Hi Dizzy just read your thread and wanted to say I could have written your post after my DD was born in April. The anxiety/boredom/lack of sleep was totally overwhelming and I felt total panic when left alone with the baby, especially when she was crying, which was a lot of the time, I just didn't know what to do. I really wanted someone (anyone!) to rescue me.
I woke up every morning with a sense of dread and really thought that I should never have had a child as I was essentially a selfish cow who just wanted her old life back. I also completely lost my sense of humour, and HATED my DP (I found him utterly intolerable and am ashamed to admit I punched him in his sleep once...how dare he sleep!!!)
Also I hated going to mother and baby groups as I felt such a failure and couldn't seem to coo/cuddle/cope as much as everyone else. I couldn't even put the baby in a sling without almost dropping her...

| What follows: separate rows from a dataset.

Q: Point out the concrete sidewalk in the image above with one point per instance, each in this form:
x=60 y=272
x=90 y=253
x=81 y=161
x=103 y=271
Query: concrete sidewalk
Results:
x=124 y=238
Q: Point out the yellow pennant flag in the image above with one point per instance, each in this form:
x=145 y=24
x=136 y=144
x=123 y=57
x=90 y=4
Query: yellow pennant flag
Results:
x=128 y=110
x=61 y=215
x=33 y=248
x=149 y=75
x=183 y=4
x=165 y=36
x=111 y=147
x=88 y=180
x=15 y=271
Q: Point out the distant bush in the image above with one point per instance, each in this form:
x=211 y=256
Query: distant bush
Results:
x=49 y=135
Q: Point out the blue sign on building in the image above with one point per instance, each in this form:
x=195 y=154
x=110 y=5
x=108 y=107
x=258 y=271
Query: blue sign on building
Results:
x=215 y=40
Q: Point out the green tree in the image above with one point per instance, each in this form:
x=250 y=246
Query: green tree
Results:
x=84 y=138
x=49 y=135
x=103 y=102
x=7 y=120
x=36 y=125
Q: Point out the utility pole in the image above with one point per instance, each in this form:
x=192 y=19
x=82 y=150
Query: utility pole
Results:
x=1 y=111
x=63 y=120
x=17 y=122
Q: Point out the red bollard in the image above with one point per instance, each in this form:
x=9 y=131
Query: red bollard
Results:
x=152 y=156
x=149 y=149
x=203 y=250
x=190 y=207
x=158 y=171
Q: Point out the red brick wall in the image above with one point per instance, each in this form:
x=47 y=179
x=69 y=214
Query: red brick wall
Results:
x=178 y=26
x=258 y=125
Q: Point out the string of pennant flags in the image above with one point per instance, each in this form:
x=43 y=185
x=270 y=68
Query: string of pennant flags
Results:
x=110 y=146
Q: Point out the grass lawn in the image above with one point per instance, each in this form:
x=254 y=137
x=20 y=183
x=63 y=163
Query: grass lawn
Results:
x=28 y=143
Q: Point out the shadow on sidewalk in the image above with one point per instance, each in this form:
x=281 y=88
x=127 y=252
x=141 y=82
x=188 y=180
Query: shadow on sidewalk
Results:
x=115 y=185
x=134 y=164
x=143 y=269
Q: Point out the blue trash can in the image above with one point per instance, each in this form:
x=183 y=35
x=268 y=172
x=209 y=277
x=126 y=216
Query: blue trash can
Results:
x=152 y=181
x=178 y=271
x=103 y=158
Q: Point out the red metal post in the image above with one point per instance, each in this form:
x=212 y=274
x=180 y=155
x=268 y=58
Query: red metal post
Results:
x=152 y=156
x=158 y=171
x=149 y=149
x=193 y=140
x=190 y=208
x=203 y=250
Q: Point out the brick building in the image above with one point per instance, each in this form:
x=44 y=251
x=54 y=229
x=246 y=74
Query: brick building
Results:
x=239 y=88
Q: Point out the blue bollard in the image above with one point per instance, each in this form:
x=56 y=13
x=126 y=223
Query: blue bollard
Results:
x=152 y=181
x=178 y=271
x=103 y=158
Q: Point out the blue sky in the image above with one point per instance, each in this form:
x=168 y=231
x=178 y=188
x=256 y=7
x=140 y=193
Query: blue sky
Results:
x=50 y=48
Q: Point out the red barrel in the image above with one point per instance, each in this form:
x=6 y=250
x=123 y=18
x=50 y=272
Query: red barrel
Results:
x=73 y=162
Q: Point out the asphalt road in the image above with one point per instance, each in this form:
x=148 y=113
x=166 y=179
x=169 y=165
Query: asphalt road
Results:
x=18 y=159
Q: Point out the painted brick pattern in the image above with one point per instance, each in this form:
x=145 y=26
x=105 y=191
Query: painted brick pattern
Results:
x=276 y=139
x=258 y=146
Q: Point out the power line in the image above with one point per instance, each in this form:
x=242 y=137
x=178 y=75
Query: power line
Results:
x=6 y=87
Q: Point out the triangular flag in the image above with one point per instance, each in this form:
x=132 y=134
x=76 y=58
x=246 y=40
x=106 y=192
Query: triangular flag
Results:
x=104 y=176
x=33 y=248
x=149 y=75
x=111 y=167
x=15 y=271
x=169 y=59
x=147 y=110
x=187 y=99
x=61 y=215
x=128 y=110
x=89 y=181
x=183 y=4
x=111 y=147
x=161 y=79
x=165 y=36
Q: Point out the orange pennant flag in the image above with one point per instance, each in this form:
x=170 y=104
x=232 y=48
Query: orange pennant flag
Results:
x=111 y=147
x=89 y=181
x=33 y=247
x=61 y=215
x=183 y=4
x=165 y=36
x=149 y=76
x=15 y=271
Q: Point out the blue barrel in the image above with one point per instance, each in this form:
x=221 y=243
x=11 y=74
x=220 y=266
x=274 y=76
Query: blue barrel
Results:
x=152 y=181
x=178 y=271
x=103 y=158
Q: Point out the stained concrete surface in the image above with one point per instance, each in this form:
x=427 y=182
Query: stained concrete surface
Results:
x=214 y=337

As everyone has said it did get a bit easier after 12 weeks when the colic subsided, but I still felt rubbish and teary. At 4 months it got easier still but my mood didn't lift. But at 5 months I was diagnosed with PND and now, after a month and a half of taking anti-depressants I feel like a completely different person (well a bit like my old self+actually being a mum IYSWIM) and I'm starting to love this new way of being, and I absolutely love my DD, and even my poor DP - much to his and my relief!
IME the first 4-6 months were AWFUL, and I really don't know if I could ever do it again...although I'd love a sibling for DD, and of course having been through it once maybe it wouldn't seem so alien next time round .
So I hope things get better for you, as they have for me. I can actually relax now and even think and talk about other things... even on four hours sleep a night .
Good luck, your doing fab, and take care of yourself as well as the wee one.